What drives me is the will to succeed and improve, and the therapeutic and cathartic nature of the task itself. It has its own self-sustaining life-force and enough energy to power the sun. And it’s as much a part of me as my head, arms, or heart, and when I don’t write I feel incomplete and unfulfilled and moody and exhausted for unexplained reasons.

But if I can’t please myself and stare in the mirror with a smile on my face and a surge of adrenaline coursing through my veins, I’m fairly certain the reader won’t be pleased. Instead of cheering by my side, he’ll mock me, frown, and then proceed to laugh in my face, spittle flying from his lips, his finger thrust out toward my chest. And in all honesty he’d have every right to do so.

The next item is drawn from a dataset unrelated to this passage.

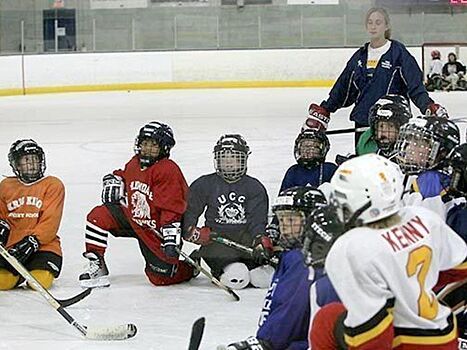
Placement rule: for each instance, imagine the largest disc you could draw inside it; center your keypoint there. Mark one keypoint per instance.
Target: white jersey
(386, 276)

But I can’t make it about him, at least not initially, otherwise I’ll stall out in the middle of the interstate before getting pummeled by an F-150 cruising along at 70 mph. No, instead, I have to write because I believe in the craft and the characters and the story, as I breathe life into it with a restrained and shaky breath. But I must have faith, even though I can’t touch or see or sometimes even understand what has taken me from this point to the next and the one after that, trudging through the rain and the snow until I reach some creatively comforting state, and in the process make myself just a little bit happier than I was before.